11. The multi-channel decorrelator according claim 10 , wherein the at least two left-sided channel signals to be combined are associated with spatial positions which are symmetrical, with respect to a center plane of the audio scene, to the spatial positions associated with the at least two right-sided channel signals to be combined.
The invention relates to audio signal processing, specifically a multi-channel decorrelator for enhancing spatial audio reproduction. The problem addressed is the need to improve the perception of spatial audio by decorrelating multiple audio channels while maintaining accurate spatial positioning. Traditional decorrelators often introduce artifacts or distort the spatial image, particularly when combining left and right channel signals. The multi-channel decorrelator processes at least two left-sided channel signals and at least two right-sided channel signals. These signals are combined in a way that preserves their spatial symmetry relative to a center plane of the audio scene. The left-sided signals are symmetrically positioned to the right-sided signals, ensuring that the spatial balance of the audio scene is maintained during decorrelation. This symmetry helps avoid phase cancellation or localization errors that could degrade the listening experience. The decorrelator applies time-varying filters or other processing techniques to reduce correlation between channels while keeping their spatial relationships intact. This approach is particularly useful in surround sound, immersive audio, or other multi-channel audio systems where accurate spatial rendering is critical. The invention ensures that the processed audio retains a natural and immersive spatial perception.
12. A multi-channel audio decoder for providing at least two output audio signals on the basis of an encoded representation, wherein the multi-channel audio decoder comprises the multi-channel decorrelator according to claim 1 .
A multi-channel audio decoder processes an encoded audio signal to generate at least two output audio signals. The decoder includes a multi-channel decorrelator that modifies the encoded signal to enhance audio spatialization, ensuring that the output signals are perceptually distinct and spatially coherent. The decorrelator applies a transformation to the encoded signal, such as time-domain or frequency-domain processing, to introduce controlled differences between the output channels. This improves the perceived separation and localization of audio sources, addressing the problem of artificial or unnatural sound reproduction in multi-channel audio systems. The decoder may also include additional processing stages, such as channel mapping or post-filtering, to further refine the output signals. The invention is particularly useful in applications like home theater systems, virtual reality audio, and automotive sound systems, where accurate spatial audio reproduction is critical. The decorrelator's design ensures that the output signals maintain high fidelity while avoiding artifacts like phase cancellation or excessive coloration. The overall system efficiently decodes the encoded representation into a multi-channel output that provides an immersive listening experience.

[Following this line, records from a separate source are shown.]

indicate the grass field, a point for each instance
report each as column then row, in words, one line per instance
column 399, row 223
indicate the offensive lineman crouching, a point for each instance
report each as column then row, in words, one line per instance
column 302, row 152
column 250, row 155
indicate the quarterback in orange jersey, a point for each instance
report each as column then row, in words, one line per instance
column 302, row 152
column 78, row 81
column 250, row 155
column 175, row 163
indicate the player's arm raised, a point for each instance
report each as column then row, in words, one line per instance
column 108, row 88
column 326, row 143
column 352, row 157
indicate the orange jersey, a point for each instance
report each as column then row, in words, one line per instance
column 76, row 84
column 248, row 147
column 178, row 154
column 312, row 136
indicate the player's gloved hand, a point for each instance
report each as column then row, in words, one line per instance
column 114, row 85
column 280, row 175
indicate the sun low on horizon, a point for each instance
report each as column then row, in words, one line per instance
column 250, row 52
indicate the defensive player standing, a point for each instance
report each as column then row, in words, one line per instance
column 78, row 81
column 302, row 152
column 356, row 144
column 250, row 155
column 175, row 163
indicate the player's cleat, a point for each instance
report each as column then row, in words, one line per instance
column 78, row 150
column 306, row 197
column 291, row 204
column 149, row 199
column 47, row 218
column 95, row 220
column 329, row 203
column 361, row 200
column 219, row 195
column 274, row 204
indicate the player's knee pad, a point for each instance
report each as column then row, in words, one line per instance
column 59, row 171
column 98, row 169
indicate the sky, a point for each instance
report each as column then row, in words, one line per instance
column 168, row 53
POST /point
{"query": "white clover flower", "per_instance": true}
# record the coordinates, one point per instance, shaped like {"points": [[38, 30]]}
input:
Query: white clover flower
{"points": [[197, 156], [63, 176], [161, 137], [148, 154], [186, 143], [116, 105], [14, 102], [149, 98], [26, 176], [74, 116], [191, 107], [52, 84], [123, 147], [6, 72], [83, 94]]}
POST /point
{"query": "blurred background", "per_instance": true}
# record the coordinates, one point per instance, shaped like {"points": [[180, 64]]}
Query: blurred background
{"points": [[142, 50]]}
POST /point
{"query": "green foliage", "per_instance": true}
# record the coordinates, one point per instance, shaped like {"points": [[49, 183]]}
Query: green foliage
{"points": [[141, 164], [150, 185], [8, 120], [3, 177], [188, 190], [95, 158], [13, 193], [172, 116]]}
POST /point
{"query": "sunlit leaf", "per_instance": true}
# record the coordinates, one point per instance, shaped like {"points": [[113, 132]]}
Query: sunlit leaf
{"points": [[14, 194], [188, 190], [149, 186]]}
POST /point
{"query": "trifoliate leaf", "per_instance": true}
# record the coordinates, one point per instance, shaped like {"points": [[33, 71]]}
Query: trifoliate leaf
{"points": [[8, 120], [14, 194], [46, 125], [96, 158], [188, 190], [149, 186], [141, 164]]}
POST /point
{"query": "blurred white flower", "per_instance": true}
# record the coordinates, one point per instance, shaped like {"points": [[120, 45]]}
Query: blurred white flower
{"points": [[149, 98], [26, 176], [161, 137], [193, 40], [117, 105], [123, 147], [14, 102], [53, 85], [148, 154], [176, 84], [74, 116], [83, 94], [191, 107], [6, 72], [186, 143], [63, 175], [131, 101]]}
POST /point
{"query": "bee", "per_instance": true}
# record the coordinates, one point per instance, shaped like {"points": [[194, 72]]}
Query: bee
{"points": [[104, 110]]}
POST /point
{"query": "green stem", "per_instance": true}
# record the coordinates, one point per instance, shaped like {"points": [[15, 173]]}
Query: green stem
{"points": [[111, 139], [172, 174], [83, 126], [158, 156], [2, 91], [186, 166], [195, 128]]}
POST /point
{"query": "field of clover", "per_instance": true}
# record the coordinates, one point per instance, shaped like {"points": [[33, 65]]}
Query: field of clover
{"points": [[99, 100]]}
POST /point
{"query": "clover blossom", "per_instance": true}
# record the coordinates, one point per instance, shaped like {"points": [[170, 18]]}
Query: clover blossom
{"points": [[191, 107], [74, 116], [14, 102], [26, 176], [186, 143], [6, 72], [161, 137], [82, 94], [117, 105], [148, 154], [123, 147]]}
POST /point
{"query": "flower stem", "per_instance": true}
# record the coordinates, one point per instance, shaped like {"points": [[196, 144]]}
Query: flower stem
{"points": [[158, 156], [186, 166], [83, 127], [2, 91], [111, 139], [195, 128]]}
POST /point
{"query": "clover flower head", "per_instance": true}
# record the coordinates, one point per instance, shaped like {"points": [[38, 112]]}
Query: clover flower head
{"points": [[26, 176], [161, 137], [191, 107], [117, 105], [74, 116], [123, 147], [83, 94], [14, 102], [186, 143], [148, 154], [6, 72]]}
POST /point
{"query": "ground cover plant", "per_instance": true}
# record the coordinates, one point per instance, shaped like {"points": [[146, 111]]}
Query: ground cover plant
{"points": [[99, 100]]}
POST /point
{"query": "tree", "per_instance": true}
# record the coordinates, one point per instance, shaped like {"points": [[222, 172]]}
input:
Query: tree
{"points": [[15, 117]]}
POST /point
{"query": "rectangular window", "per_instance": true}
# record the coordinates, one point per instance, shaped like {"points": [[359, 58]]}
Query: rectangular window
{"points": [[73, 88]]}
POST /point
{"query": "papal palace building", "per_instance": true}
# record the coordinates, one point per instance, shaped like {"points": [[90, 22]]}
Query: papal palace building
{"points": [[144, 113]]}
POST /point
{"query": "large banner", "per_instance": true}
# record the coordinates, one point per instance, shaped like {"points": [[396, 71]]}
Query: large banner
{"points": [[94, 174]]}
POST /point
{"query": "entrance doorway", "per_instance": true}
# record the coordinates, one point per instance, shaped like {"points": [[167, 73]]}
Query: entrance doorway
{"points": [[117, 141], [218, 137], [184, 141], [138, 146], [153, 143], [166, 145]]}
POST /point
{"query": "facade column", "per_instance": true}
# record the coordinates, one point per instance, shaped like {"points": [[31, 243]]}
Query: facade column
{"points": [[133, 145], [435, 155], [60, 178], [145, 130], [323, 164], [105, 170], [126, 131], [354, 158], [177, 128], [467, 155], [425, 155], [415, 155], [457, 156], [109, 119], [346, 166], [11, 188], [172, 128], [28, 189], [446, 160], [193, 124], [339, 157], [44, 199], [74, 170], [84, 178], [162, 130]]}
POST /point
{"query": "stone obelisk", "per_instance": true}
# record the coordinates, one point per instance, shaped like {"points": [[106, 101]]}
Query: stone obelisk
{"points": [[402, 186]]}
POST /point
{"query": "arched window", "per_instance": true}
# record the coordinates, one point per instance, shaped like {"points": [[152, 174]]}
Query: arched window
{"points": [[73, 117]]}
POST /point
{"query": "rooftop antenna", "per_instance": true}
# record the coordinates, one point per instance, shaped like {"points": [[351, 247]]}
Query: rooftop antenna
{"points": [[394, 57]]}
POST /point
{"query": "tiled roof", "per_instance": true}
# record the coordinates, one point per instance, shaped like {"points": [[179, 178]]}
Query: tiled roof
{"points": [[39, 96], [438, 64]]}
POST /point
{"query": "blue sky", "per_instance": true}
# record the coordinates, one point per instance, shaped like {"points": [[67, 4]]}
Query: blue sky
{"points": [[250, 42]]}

13. The multi-channel audio decoder according to claim 12 , wherein the multi-channel audio decoder is configured to render a plurality of decoded audio signals, which are acquired on the basis of the encoded representation, in dependence on one or more rendering parameters, to acquire a plurality of rendered audio signals, and wherein the multi-channel audio decoder is configured to derive one or more decorrelated audio signals from the rendered audio signals using the multi-channel decorrelator, wherein the rendered audio signals constitute the first set {circumflex over (Z)} of N decorrelator input audio signals, and wherein the second set W of N′ decorrelator output audio signals constitute the one or more decorrelated audio signals, and wherein the multi-channel audio decoder is configured to combine the rendered audio signals, or a scaled version thereof, with the one or more decorrelated audio signals, to acquire the output audio signals.
A multi-channel audio decoder processes encoded audio signals to generate output audio signals for playback. The decoder first decodes the encoded representation to produce multiple decoded audio signals. These signals are then rendered into a plurality of rendered audio signals based on one or more rendering parameters. The rendered audio signals form a first set of N input signals for a multi-channel decorrelator. The decorrelator processes these signals to produce a second set of N′ output signals, which are decorrelated audio signals. The decoder then combines the rendered audio signals, either in their original form or scaled, with the decorrelated signals to produce the final output audio signals. This combination enhances audio quality by introducing spatial diversity and improving perceived sound localization. The decorrelation process ensures that the output signals maintain natural spatial characteristics while preserving the original audio content. The system is designed to efficiently handle multi-channel audio decoding and rendering, optimizing both computational efficiency and audio fidelity.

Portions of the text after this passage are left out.